Veux-tu juger de l'excellence de nos saints mystères par un autre prodige. Représente-toi Elie, une foule immense debout autour de lui, et la victime étendue sur les pierres; tous les assistants dans l'attente et dans le plus profond (582) silence, le prophète seul priant à haute voix; puis tout à coup la flamme se précipitant du ciel sur l'holocauste.

Tout cela est merveilleux, et bien propre à pénétrer l'âme de frayeur. Mais de ce spectacle passe à la célébration de nos mystères, tu y verras des choses qui excitent, qui surpassent toute admiration. Le prêtre est debout, il fait descendre non le feu, mais l'Esprit-Saint sa prière est longue: elle s'élève non pour qu'une flamme vienne d'en haut dévorer les offrandes qui sont préparées, mais pour que la grâce, descendant sur l'hostie, embrase par elle toutes les âmes, et les rende plus brillantes que l'argent épuré par le feu. Ne faudrait-il pas être privé de raison et de sens pour mépriser un mystère si redoutable? Ignores-tu que jamais une âme humaine ne supporterait le feu de ce sacrifice, mais que nous serions tous promptement anéantis sans un secours puissant de la grâce de Dieu.

305 5. Si l'on vient à réfléchir que c'est un mortel, enveloppé dans les liens de la chair et du sang, qui peut ainsi se rapprocher de cette nature bienheureuse et immortelle, on demeurera étonné de la profondeur de ce mystère, en même temps que pénétré de la grandeur du pouvoir que la grâce de l'Esprit-Saint a conféré aux prêtres. C'est par eux que s'accomplissent ces merveilles, et bien d'autres non moins importantes, pour notre salut comme pour notre gloire. Des créatures qui habitent sur la terre, qui ont leur existence attachée à la terre, sont appelées à l'administration des choses du ciel, à l'exercice d'un pouvoir que Dieu n'a donné ni aux anges ni aux archanges! Car ce n'est pas à ceux-ci qu'il a été dit: Ce que vous lierez sur la terre sera lié dans le ciel; ce que vous délierez sur la terre sera délié dans le ciel. (Mt 18,18) Les puissants de la terre ont, eux aussi, le pouvoir de lier, mais seulement les corps; le lien dont parle l'évangile est un lien qui saisit l'âme, et qui s'étend jusqu'aux cieux tout ce que font ici-bas les prêtres, Dieu le ratifie là-haut; le Maître confirme la sentence de ses serviteurs.

Il leur a donné pour ainsi dire la toute-puissance dans le ciel.

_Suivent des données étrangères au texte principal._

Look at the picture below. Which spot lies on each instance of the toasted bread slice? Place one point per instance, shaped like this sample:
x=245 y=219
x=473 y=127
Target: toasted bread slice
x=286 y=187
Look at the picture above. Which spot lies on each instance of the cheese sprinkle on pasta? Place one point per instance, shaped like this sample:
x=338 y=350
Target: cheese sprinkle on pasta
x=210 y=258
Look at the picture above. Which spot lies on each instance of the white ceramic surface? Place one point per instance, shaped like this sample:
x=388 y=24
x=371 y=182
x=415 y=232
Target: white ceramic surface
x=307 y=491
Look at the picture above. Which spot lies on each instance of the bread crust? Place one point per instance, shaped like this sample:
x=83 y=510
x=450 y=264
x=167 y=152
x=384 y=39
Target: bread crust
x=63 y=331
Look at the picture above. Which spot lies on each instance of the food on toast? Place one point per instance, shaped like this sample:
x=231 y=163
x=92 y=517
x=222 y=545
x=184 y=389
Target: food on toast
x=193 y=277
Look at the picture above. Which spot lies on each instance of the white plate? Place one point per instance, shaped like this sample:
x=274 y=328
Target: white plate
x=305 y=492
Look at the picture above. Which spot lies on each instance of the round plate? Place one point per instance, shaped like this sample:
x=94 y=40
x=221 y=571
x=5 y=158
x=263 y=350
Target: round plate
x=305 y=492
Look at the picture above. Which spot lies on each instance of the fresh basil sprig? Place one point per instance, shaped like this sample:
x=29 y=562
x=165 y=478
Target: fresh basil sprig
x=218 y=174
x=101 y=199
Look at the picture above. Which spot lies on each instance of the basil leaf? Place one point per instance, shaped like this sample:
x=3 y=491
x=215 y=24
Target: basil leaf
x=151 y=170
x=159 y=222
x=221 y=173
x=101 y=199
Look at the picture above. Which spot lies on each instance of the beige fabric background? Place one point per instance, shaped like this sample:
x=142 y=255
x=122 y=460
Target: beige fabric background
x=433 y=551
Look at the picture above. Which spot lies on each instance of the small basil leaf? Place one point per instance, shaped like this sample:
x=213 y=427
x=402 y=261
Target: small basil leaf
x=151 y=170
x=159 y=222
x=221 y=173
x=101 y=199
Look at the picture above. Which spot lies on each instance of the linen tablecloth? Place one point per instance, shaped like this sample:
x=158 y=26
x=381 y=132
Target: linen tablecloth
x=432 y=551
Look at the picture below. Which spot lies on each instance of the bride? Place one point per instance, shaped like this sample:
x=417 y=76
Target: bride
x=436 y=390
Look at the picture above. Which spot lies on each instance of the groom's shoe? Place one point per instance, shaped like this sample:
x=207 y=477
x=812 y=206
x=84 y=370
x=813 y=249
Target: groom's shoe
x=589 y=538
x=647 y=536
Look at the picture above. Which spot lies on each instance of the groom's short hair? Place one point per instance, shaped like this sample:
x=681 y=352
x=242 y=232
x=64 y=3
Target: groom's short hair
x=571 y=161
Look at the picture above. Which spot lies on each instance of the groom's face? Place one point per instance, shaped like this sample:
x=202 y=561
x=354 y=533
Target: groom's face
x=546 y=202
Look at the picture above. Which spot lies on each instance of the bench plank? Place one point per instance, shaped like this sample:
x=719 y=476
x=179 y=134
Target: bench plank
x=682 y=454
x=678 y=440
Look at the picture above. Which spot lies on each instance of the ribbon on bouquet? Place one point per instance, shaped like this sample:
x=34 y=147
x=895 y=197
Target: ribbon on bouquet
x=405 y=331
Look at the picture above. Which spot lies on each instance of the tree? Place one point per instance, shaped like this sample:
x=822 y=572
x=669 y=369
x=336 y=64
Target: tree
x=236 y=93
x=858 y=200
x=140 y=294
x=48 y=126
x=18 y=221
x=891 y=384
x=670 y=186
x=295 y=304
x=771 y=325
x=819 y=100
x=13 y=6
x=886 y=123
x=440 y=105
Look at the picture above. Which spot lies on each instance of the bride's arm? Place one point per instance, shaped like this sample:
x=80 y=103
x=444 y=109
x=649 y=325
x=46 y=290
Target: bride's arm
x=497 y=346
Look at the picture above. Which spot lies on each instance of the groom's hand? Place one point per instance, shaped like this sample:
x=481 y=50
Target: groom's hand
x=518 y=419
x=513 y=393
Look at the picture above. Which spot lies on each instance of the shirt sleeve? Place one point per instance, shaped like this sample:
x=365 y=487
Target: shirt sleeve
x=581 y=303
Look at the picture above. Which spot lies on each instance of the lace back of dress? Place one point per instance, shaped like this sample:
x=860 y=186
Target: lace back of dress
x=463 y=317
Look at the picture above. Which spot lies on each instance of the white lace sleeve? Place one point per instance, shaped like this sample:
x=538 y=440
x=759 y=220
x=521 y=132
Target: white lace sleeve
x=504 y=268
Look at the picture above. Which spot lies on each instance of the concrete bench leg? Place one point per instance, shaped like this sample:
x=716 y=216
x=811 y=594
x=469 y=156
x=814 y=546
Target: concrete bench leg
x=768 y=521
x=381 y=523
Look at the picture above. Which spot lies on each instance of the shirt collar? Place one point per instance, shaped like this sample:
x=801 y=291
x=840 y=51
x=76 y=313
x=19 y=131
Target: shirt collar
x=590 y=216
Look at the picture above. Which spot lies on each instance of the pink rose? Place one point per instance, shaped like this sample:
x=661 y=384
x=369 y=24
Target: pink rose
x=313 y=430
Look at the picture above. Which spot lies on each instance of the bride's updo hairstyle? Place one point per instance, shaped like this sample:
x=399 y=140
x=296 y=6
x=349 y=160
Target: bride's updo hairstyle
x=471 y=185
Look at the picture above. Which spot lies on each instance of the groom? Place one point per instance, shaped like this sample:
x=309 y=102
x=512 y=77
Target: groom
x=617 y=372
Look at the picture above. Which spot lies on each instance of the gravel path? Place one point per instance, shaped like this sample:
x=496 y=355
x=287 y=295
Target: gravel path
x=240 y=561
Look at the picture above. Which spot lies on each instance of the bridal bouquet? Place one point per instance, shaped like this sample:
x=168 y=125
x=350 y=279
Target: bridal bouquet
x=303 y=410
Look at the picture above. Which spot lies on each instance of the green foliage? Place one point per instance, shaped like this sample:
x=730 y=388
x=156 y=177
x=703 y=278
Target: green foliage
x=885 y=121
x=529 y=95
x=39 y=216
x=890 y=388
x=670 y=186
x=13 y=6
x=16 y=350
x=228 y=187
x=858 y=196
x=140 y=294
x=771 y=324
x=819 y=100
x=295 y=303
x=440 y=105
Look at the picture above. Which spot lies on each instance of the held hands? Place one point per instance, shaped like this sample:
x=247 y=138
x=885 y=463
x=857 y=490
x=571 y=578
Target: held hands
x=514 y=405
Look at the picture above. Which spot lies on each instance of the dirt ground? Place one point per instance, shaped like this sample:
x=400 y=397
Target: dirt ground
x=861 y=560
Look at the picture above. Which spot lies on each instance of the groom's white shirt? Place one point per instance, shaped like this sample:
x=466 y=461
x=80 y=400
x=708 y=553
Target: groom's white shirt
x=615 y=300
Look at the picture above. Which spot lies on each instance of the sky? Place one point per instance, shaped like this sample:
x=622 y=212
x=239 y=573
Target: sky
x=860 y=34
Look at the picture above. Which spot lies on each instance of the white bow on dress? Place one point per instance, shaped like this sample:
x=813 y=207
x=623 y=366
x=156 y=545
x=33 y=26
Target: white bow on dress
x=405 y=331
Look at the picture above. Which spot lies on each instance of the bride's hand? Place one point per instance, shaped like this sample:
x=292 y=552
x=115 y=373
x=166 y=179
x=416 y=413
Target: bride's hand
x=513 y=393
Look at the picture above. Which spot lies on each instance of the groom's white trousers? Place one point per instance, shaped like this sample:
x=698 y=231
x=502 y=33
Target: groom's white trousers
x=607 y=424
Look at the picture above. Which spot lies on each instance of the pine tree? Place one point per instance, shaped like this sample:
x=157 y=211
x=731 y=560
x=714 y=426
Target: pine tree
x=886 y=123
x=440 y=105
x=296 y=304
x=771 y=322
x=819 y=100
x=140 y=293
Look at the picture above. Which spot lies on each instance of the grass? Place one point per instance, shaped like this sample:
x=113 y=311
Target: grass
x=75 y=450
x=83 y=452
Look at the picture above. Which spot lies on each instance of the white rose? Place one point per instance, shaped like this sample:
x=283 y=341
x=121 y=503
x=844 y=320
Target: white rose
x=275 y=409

Il dit: Ceux à qui vous remettrez les péchés, ils leur seront remis; ceux à qui vous les retiendrez, ils leur seront retenus. (Jn 20,23) Est-il un pouvoir plus grand que celui-là? Le Père a donné au Fils tout jugement (Jn 5,22), et je vois le Fils remettre ce même pouvoir tout entier aux mains de ses prêtres. Ne dirait-on pas que Dieu les a d'abord introduits dans le ciel, qu'il les a élevés au-dessus de la nature humaine et délivrés de la servitude de nos passions, pour les revêtir ensuite de cette autorité suprême? Si un roi admettait un de ses sujets à partager sa puissance, et lui accordait le privilège d'emprisonner ou d'élargir qui bon lui semblerait, un tel honneur attirerait à cet homme l'envie et la considération du monde; et celui qui .reçoit de Dieu une puissance aussi supérieure à celle-là que le ciel est supérieur à la terre, et l'âme au corps, n'aura reçu, au jugement de certaines personnes, qu'une dignité médiocre, une dignité telle enfin qu'on pourra soupçonner quelqu'un d'en avoir méprisé l'honneur et le don! Quelle extravagance! Mépriser une fonction sans laquelle il n'y a pas de salut pour nous, ni d'accomplissement des promesses divines! Nul ne peut entrer dans le royaume de Dieu, s'il ne renaît de l'eau et de l'Esprit-Saint (Jn 3,5); qui ne mange pas la chair du Seigneur et ne boit pas son sang, est exclu de la vie éternelle. (Jn 6,54) Si donc ces bienfaits ne peuvent être conférés que par des mains sanctifiées, conséquemment par celles des prêtres, quel moyen y aurait-il, sans leur ministère, d'éviter le feu de l'enfer, ou de parvenir aux couronnes qui nous sont réservées?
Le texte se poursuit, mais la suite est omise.